Anche in Europa Israele raccoglie opinioni prevalentemente negative. In Spagna, in Svezia, in Olanda, in Italia i giudizi sfavorevoli superano il 75 per cento degli intervistati, contro solo un 17 – 21 per cento di favorevoli. Seguono, di poco più sotto, la Germania, la Polonia, il Regno Unito, la Francia e la Grecia, tutti con giudizi negativi tra il 65 e il 73 per cento. L’unico paese europeo che appare un po’ più benevolo nel giudicare Israele è l’Ungheria, ma anche qui col 54 per cento di sfavorevoli contro il 32 per cento di favorevoli.
Il Giappone, 83 negativi contro 13, l’Australia, 79 contro 19, Singapore, 72 contro 28, la Corea del Sud, 70 contro 27, le Filippine, 64 contro 32, fanno il pari con l’Europa nel divario tra giudizi positivi e negativi.
Mentre l’America latina si colloca un gradino più sotto, con i giudizi sfavorevoli tra il 50 e il 60 per cento e i favorevoli tra il 22 e il 33 in Cile, Messico, Colombia, Argentina, Brasile, Perù.
Altrettanto avviene in Sudafrica, dove i giudizi negativi sono il 58 per cento e i positivi il 27, e in Canada, 65 contro 28.

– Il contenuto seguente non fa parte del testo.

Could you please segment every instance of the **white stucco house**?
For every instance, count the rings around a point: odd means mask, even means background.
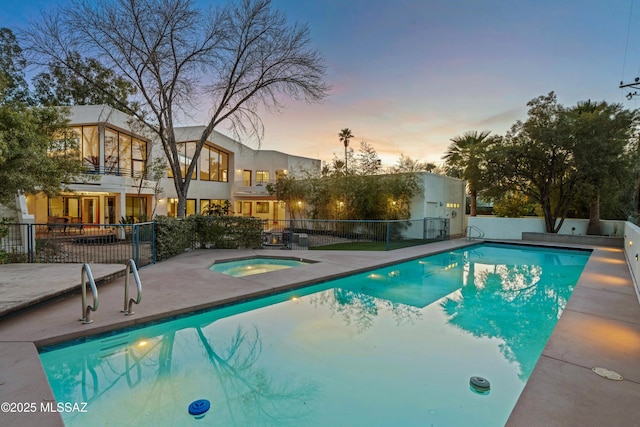
[[[158,180],[141,180],[154,158],[164,159],[159,142],[129,115],[107,105],[74,106],[70,126],[91,180],[69,183],[58,197],[29,194],[18,199],[18,219],[36,224],[64,221],[117,224],[155,215],[175,216],[177,193],[168,166]],[[203,126],[176,129],[182,173],[186,172]],[[186,213],[205,212],[228,201],[233,215],[272,221],[287,218],[283,202],[266,185],[299,170],[319,172],[321,161],[273,150],[253,149],[214,131],[206,141],[189,186]],[[448,218],[450,234],[464,233],[465,182],[431,173],[418,174],[424,193],[411,203],[411,219]],[[22,220],[20,220],[22,222]]]

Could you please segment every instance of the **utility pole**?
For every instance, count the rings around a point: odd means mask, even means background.
[[[633,98],[634,96],[640,95],[640,93],[638,93],[638,90],[640,90],[640,77],[636,77],[633,83],[620,82],[620,85],[618,87],[620,89],[625,89],[625,88],[635,89],[633,92],[627,93],[627,99],[631,100],[631,98]]]

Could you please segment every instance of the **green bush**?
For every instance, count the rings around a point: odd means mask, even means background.
[[[156,220],[156,259],[163,261],[193,247],[193,222],[166,216]]]
[[[191,215],[185,219],[158,217],[156,256],[162,261],[189,248],[260,247],[262,220],[241,216]]]
[[[262,220],[242,216],[192,215],[194,232],[201,248],[237,249],[260,247]]]

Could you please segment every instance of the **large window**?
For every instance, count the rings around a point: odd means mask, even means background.
[[[180,162],[180,173],[182,174],[182,178],[187,176],[187,169],[189,169],[189,165],[191,164],[191,160],[196,153],[196,143],[195,142],[183,142],[178,144],[178,161]],[[193,170],[191,174],[191,179],[196,179],[196,169]],[[167,172],[168,178],[173,178],[173,171],[171,167]]]
[[[134,176],[144,171],[147,142],[113,129],[104,131],[105,173]]]
[[[59,196],[49,197],[49,212],[51,216],[80,218],[82,216],[80,197]]]
[[[245,187],[251,187],[251,171],[243,170],[242,171],[242,185]]]
[[[100,141],[98,126],[74,126],[71,128],[78,142],[82,163],[89,172],[100,170]]]
[[[256,171],[256,184],[266,184],[269,182],[269,171]]]
[[[205,145],[200,153],[200,180],[227,182],[229,155]]]
[[[127,222],[147,221],[147,200],[146,196],[127,196],[126,220]]]
[[[196,213],[196,199],[187,199],[186,216]],[[167,204],[167,216],[178,216],[178,199],[170,198]]]

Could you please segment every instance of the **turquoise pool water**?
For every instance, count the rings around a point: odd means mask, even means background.
[[[217,262],[211,266],[211,270],[228,274],[233,277],[250,276],[285,268],[298,267],[308,262],[288,258],[247,258],[234,261]]]
[[[67,426],[501,426],[588,256],[474,246],[41,359],[58,402],[88,403]]]

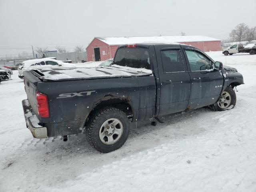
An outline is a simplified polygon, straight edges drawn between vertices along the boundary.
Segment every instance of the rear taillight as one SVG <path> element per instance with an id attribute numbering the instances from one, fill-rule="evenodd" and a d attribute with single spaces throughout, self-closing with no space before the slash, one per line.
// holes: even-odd
<path id="1" fill-rule="evenodd" d="M 128 48 L 136 48 L 137 47 L 137 45 L 136 44 L 132 44 L 131 45 L 126 45 L 126 47 Z"/>
<path id="2" fill-rule="evenodd" d="M 36 102 L 38 115 L 43 118 L 50 117 L 47 96 L 36 91 Z"/>

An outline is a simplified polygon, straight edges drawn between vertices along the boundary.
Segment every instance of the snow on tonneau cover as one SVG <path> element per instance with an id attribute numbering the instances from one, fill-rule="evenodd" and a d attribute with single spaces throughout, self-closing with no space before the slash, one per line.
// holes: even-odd
<path id="1" fill-rule="evenodd" d="M 32 70 L 40 75 L 44 80 L 63 80 L 109 77 L 151 75 L 152 71 L 144 68 L 133 68 L 112 65 L 108 67 L 79 68 L 44 68 Z"/>

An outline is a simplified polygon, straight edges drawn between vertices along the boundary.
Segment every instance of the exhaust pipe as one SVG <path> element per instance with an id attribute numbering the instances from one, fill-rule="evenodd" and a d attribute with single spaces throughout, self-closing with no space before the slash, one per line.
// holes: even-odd
<path id="1" fill-rule="evenodd" d="M 63 136 L 63 141 L 67 141 L 68 140 L 68 136 L 64 135 Z"/>

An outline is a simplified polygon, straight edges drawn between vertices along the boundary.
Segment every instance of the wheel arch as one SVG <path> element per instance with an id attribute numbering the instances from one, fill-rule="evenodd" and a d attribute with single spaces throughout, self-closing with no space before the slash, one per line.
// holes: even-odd
<path id="1" fill-rule="evenodd" d="M 94 103 L 92 109 L 86 117 L 84 126 L 86 126 L 90 118 L 95 112 L 107 107 L 115 107 L 120 109 L 123 111 L 127 116 L 132 117 L 134 116 L 134 110 L 127 98 L 120 98 L 111 95 L 107 95 Z"/>

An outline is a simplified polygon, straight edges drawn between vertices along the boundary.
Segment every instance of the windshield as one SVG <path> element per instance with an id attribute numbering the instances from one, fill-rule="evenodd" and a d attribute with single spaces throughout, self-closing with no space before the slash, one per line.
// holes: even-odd
<path id="1" fill-rule="evenodd" d="M 116 52 L 113 64 L 151 69 L 148 51 L 145 48 L 120 48 Z"/>

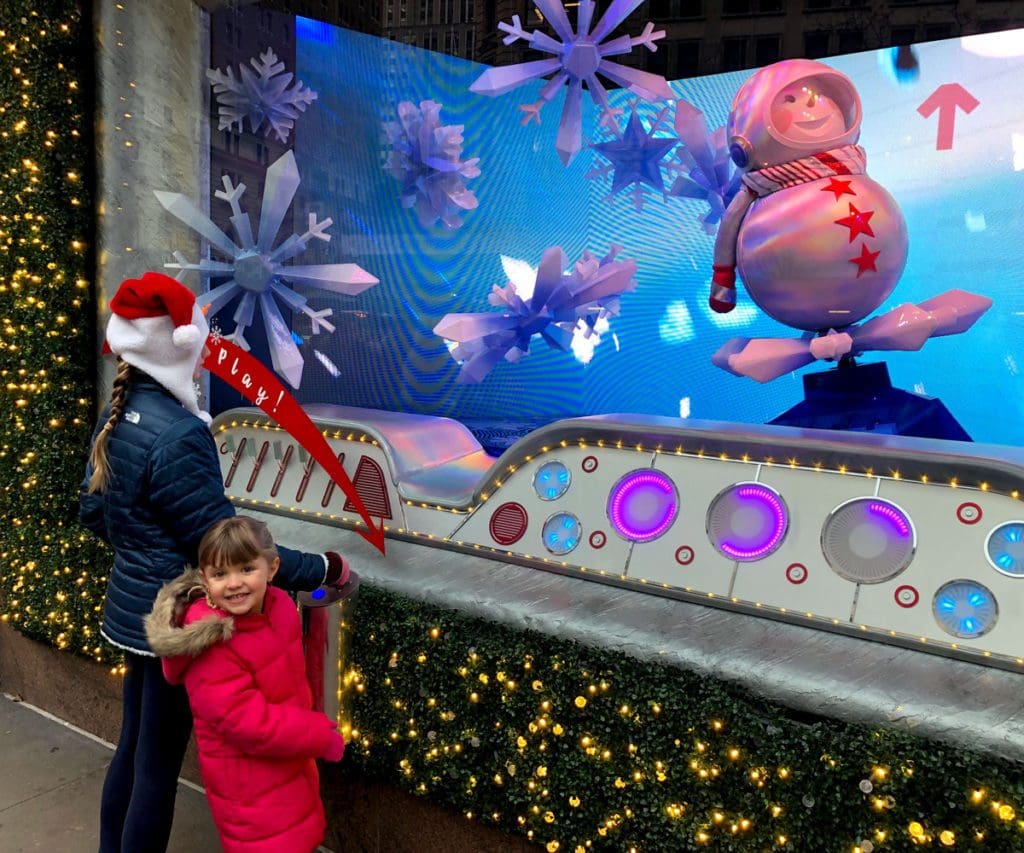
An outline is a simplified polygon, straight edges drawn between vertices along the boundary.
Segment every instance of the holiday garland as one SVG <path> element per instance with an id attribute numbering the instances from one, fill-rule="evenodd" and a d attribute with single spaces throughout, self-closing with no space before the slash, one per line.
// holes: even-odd
<path id="1" fill-rule="evenodd" d="M 0 619 L 113 662 L 77 523 L 95 403 L 89 15 L 0 20 Z M 366 587 L 351 765 L 548 851 L 1024 849 L 1024 773 Z"/>
<path id="2" fill-rule="evenodd" d="M 102 658 L 109 552 L 78 526 L 94 414 L 91 22 L 0 16 L 0 619 Z"/>

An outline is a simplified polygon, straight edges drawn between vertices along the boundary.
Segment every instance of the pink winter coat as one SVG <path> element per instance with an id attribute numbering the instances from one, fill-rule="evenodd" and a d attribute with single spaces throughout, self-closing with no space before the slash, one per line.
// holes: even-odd
<path id="1" fill-rule="evenodd" d="M 326 828 L 314 759 L 337 761 L 343 741 L 311 710 L 295 604 L 269 587 L 262 613 L 228 616 L 202 596 L 189 603 L 198 582 L 189 571 L 164 587 L 146 635 L 167 680 L 188 691 L 221 844 L 225 853 L 309 853 Z"/>

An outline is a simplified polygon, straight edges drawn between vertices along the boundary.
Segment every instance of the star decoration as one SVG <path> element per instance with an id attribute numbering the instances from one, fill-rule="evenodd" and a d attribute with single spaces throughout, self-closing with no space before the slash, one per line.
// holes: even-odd
<path id="1" fill-rule="evenodd" d="M 874 266 L 874 261 L 881 255 L 881 250 L 878 252 L 868 252 L 867 244 L 860 244 L 860 255 L 856 258 L 850 258 L 850 263 L 857 264 L 857 278 L 859 279 L 865 272 L 878 272 L 879 270 Z"/>
<path id="2" fill-rule="evenodd" d="M 871 226 L 867 224 L 870 222 L 871 217 L 874 215 L 873 210 L 865 210 L 861 213 L 857 208 L 850 204 L 850 215 L 844 216 L 842 219 L 837 219 L 836 224 L 842 225 L 845 228 L 850 229 L 850 243 L 857 238 L 858 234 L 866 234 L 867 237 L 874 237 L 874 231 L 871 230 Z"/>
<path id="3" fill-rule="evenodd" d="M 836 194 L 836 201 L 838 202 L 840 196 L 856 196 L 857 195 L 856 193 L 854 193 L 850 188 L 850 184 L 851 183 L 852 183 L 852 181 L 849 181 L 849 180 L 840 180 L 839 178 L 829 178 L 828 179 L 828 185 L 827 186 L 822 186 L 821 187 L 821 191 L 822 193 L 835 193 Z"/>
<path id="4" fill-rule="evenodd" d="M 631 112 L 618 138 L 591 145 L 594 151 L 607 158 L 608 164 L 592 170 L 587 177 L 612 172 L 609 196 L 616 195 L 627 186 L 634 186 L 637 210 L 643 209 L 644 185 L 666 196 L 662 161 L 679 143 L 679 139 L 675 136 L 655 136 L 654 133 L 668 112 L 669 108 L 662 110 L 649 130 L 644 128 L 636 111 Z"/>
<path id="5" fill-rule="evenodd" d="M 581 129 L 583 125 L 583 90 L 586 84 L 591 99 L 600 108 L 603 114 L 611 108 L 608 103 L 608 92 L 598 79 L 598 75 L 607 78 L 612 83 L 644 100 L 668 100 L 674 98 L 672 89 L 666 79 L 658 74 L 612 62 L 608 57 L 630 53 L 634 47 L 646 47 L 652 53 L 657 50 L 654 42 L 665 38 L 665 31 L 654 31 L 654 25 L 647 23 L 639 36 L 623 35 L 605 41 L 611 32 L 618 27 L 640 5 L 640 0 L 611 0 L 604 14 L 591 28 L 594 17 L 594 0 L 580 0 L 577 7 L 577 28 L 572 30 L 568 14 L 561 0 L 532 0 L 541 16 L 555 31 L 557 38 L 552 38 L 540 30 L 523 30 L 519 15 L 512 15 L 512 23 L 501 22 L 498 29 L 508 35 L 503 42 L 506 45 L 516 41 L 528 42 L 535 50 L 550 54 L 550 58 L 537 59 L 532 62 L 519 62 L 514 66 L 492 68 L 483 72 L 470 85 L 469 90 L 476 94 L 490 97 L 503 95 L 531 80 L 545 78 L 541 88 L 541 97 L 534 103 L 526 103 L 519 109 L 523 112 L 522 123 L 530 120 L 541 122 L 541 109 L 561 90 L 567 89 L 565 103 L 562 106 L 561 119 L 558 122 L 558 136 L 555 148 L 563 165 L 568 166 L 582 147 Z"/>

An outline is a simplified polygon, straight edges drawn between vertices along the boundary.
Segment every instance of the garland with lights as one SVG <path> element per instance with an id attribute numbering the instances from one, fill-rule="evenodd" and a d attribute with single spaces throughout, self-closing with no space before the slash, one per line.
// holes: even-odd
<path id="1" fill-rule="evenodd" d="M 1024 771 L 364 588 L 349 761 L 549 853 L 1024 849 Z"/>
<path id="2" fill-rule="evenodd" d="M 78 525 L 95 383 L 91 49 L 81 4 L 4 3 L 0 620 L 113 659 L 97 612 L 111 556 Z"/>
<path id="3" fill-rule="evenodd" d="M 97 659 L 110 553 L 77 524 L 94 402 L 90 19 L 0 22 L 0 619 Z M 1019 850 L 1024 773 L 800 720 L 711 678 L 364 588 L 349 762 L 548 851 Z"/>

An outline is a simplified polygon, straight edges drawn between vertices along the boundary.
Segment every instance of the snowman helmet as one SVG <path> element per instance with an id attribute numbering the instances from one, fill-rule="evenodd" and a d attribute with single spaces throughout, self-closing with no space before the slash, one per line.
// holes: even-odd
<path id="1" fill-rule="evenodd" d="M 860 96 L 849 77 L 813 59 L 752 75 L 732 99 L 729 155 L 743 171 L 799 160 L 860 136 Z"/>

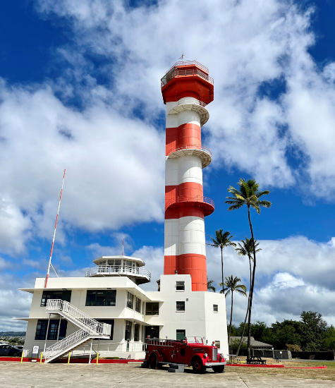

E negli Stati Uniti ? Qui i giudizi sfavorevoli sono il 60 per cento e i favorevoli il 37 per cento. Ma con un divario molto forte tra chi si dichiara di destra e chi di sinistra. Tra questi ultimi, ben l’83 per cento giudica negativamente Israele, mentre tra chi è di destra gli sfavorevoli sono solo il 37 per cento.
Un analogo divario tra destra e sinistra appare anche in molti altri paesi. In Australia, in Svezia e in Spagna tra il 94 e il 96 per cento di chi si dichiara di sinistra giudica sfavorevolmente Israele. In Olanda e in Grecia il 90 per cento, in Italia l’88, in Francia l’86, in Germania l’85.
In ogni caso, in tutti i paesi, 24 su 36, in cui è stato possibile il confronto con il 2025, i giudizi negativi su Israele sono aumentati decisamente.
In Italia, ad esempio, un anno fa i giudizi negativi erano il 66 per cento contro il 29 per cento dei positivi, mentre oggi i negativi sono saliti al 75 per cento e i positivi sono calati al 21 per cento. Con un’avvertenza : se si isolano i giudizi “molto negativi” e quelli “molto positivi”, i primi sono balzati dal 37 al 48 per cento, mentre i secondi, già bassissimi, sono crollati dal 7 al 3.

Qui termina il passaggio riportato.